4人の黒人退役軍人(ポール・オーティス・エディ・メルヴィン)が主人公で、戦争中に同じ隊に所属していた4人は、戦死した隊長ノーマンの遺骨と地中に隠した金塊を探し出すため再びベトナムを訪れる。物語の途中でベトナム戦争当時の回想シーンが描かれ、モハメド・アリやキング牧師、マルコムⅩの映像やサイゴンでの処刑の映像など、実際の記録映像なども効果的に随所に差し込まれており、現在の旅と戦時中の回想シーンを行き来しながら話が進んでいく。
4人とポールの息子デヴィッドを加えた5人は、ガイドのヴィンにジャングル手前まで案内してもらい、5人だけでノーマンの遺骨と金塊を探すため過酷なジャングルの奥地に入っていく。かつての戦場であったジャングルを進む中で当時の悲惨な経験を思い出し、今もなお残る心の傷に悩まされる。ポールはPTSDという精神病に苦しんでいる。様々な感情を抱きながらも捜索を続けていくと、土に眠っている金塊を発見することに成功する。さらにノーマンの遺骨も発見することができた。見つけた金塊は、帰国した際に同胞(黒人)の大義のために使おうと当時提案したノーマンの意思を尊重するものと金を目の前にし自己の利益にしようと考えるものと意見が対立する。仲違いをしながらもジャングルを抜けようとするが、その道中にエディが地雷を踏んで爆死してしまう。エディだけでなくデヴィッドも地雷に足を掛けてしまうが、そこにフランス人の地雷処理を行っているボランティア集団(LAMB)が現れ何とか命は救かった。この地雷の爆破シーンで、半世紀ほど経った今でも、間接的ではあるが「戦争」は続いているのだと痛感した。

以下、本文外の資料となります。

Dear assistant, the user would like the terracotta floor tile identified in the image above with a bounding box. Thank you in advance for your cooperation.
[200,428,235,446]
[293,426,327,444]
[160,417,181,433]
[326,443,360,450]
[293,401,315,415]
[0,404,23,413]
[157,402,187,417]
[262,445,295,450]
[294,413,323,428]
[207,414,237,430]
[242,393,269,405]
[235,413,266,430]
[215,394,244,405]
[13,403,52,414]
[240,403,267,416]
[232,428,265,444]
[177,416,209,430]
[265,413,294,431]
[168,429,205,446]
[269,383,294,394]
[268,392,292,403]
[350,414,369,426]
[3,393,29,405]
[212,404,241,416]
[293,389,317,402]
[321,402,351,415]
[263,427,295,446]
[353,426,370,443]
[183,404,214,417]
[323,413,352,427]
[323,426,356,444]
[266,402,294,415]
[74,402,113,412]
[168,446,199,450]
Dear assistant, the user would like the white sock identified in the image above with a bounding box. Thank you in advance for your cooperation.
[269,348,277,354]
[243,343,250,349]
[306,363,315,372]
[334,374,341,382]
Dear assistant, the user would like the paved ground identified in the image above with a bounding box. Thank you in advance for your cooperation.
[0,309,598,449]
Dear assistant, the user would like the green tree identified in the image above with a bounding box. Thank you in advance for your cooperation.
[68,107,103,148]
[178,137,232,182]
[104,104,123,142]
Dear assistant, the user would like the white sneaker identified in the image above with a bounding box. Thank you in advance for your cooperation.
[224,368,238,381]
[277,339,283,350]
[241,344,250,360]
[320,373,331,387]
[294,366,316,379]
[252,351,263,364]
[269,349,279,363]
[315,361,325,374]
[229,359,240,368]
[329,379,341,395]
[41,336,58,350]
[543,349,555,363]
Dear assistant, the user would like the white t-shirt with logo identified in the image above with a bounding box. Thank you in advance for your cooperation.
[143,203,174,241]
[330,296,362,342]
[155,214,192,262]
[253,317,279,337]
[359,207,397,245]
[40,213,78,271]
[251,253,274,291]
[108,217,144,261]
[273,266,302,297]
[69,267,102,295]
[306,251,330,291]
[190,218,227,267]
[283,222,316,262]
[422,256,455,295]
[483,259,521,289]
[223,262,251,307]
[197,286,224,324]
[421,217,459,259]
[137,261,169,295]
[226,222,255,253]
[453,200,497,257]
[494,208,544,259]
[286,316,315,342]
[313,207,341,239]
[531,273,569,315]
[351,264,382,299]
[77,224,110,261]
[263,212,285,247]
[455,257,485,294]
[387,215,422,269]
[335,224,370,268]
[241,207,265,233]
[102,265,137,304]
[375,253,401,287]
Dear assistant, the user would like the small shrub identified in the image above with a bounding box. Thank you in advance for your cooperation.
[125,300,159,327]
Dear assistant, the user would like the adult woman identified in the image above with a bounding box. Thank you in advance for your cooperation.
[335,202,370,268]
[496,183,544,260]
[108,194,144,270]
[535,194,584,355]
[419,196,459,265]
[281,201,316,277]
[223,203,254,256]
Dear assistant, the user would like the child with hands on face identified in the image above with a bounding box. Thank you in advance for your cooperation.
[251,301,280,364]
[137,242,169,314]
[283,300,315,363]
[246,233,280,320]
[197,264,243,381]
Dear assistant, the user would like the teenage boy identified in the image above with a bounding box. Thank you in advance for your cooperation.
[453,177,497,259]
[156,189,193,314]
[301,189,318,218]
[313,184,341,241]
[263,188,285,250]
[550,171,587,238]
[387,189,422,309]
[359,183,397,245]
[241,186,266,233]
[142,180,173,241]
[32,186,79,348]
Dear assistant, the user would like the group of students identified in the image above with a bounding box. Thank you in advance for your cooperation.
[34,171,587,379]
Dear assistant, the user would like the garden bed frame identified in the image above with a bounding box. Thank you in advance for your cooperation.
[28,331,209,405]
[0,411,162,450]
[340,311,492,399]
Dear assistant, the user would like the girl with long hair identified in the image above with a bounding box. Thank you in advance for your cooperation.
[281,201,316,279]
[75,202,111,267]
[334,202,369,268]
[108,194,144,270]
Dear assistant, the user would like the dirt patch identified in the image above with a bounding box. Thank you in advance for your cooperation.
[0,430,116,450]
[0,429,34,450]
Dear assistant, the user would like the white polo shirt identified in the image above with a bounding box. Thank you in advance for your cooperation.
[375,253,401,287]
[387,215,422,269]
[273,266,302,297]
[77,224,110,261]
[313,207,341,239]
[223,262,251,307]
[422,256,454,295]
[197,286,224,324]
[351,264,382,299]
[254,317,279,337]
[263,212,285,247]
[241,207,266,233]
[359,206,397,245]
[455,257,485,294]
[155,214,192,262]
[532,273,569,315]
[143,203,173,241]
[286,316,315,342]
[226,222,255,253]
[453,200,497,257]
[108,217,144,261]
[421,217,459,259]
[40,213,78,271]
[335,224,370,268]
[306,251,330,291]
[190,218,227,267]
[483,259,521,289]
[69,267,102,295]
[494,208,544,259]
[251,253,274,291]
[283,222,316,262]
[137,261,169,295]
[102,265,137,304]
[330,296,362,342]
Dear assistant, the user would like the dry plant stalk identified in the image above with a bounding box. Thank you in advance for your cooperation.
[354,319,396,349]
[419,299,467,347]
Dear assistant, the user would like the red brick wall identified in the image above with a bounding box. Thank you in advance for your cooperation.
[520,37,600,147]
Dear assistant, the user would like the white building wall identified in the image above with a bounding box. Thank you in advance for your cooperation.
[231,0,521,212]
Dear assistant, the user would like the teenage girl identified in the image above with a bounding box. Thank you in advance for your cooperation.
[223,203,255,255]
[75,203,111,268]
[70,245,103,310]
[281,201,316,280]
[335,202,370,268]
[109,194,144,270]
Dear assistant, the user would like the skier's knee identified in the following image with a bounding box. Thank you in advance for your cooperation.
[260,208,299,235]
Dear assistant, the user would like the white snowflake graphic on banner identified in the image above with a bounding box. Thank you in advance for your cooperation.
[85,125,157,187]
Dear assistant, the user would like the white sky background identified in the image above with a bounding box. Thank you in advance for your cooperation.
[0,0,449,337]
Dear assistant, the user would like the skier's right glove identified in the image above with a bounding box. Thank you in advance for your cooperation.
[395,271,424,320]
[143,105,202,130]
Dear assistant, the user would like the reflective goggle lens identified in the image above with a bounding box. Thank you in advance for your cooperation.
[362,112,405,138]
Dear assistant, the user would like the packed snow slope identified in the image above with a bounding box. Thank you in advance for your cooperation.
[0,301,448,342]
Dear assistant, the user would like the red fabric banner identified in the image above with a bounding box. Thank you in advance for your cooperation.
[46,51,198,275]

そして、なんとかガイドの待つ合流地点に辿り着く。しかし、そこに武装したベトナム人集団が現れ金塊をよこせと要求してくる。素直に渡すわけもなく、銃撃戦となる。一先ずベトナム人集団を撃退することができたが、金塊のことなど今後の方針を巡ってポールとオーティス・メルヴィンはまたも仲間割れをし、ポールは1人でジャングルの奥に消えていく。オーティスはガイドと地雷処理ボランティアにも分け前を渡し仲間に引き入れ、近くの廃寺に移動する。ポールは仲間への愚直を吐きながらジャングルを突き進んでいく。仲間への愚直だけでなく、当時のアメリカ政府やアメリカ軍に対し、枯葉剤の散布のことなどを引き合いに出し戦争で黒人が不当な扱いだったと訴えているこのシーンは圧巻だった。しかし、後から追いかけて来ていたベトナム人集団に見つかり「お前は 俺の兄弟を殺した」と言われポールは殺される。このセリフは、金塊を巡り起きた銃撃戦でのことを言っていると思うが、ベトナム人が元GIに向かって言うのだから戦争時のこととも読み取れる。ジャングルに向かう途中にも、ベトナムの現地人が「お前 人殺し」「父と母 殺した」と4人に対し言うシーンが描かれており、「アメリカがベトナムにしたことは忘れないぞ」という憎しみの感情を未だに心の奥底に抱いていることを表したシーンであると感じた。
ポール以外が一先ず避難した廃寺に再びベトナム人集団が現れる。そこには、金塊の現金化を依頼していたフランス人のデローシュの姿もあった。4人らを裏切りベトナム人集団とグルとなり金塊を横取りしようと画策していたのだ。オーティス・メルヴィンとガイドは銃で応戦するも、手榴弾から仲間を救うべくメルヴィンは覆い被さり死亡する。最後は、デローシュをポールの息子デヴィッドが撃ち殺し銃撃戦は終わった。
生き残ったオーティスとデヴィッドは、皆の取り分の金塊をノーマンの家族、地雷処理撤去団体、黒人の差別抗議デモ活動の資金などへ寄付する。それら一連のシーンが流れ、この映画は幕を閉じる。

『ザ・ファイブ・ブラッズ』を通じて、戦争によって心に傷を抱え現在でも苦しんでる人がいるように、戦争は過去の出来事として完結していないのだと改めて感じさせられた。
そして、ベトナム戦争時黒人が人権を無視され不当に扱われていたことなど現代にも続く人種差別問題に対してのメッセージが込められており、色々と感じるものが多かった。
だがやはり、この手の作品には当事者(本作の場合はアメリカ人)でなくては響かない何かがあるように思う。実際に体験したりその場で生活し目の当たりにしなければ、問題の根底までは理解できないだろう。だからといって「アメリカ人ではないから関係ない」と知ることを放棄し人種差別問題に対して無関心・無知のままでいるのはどうだろうか。現在起きている現象を知る、これまで起きてきた歴史を学ぶことだけでも必要である。新型コロナの影響もあり世界中でアジア人差別が横行しているという現実もある。当事者でも当事者でなくても我々なりに人種差別問題には真摯に向き合わなければならない。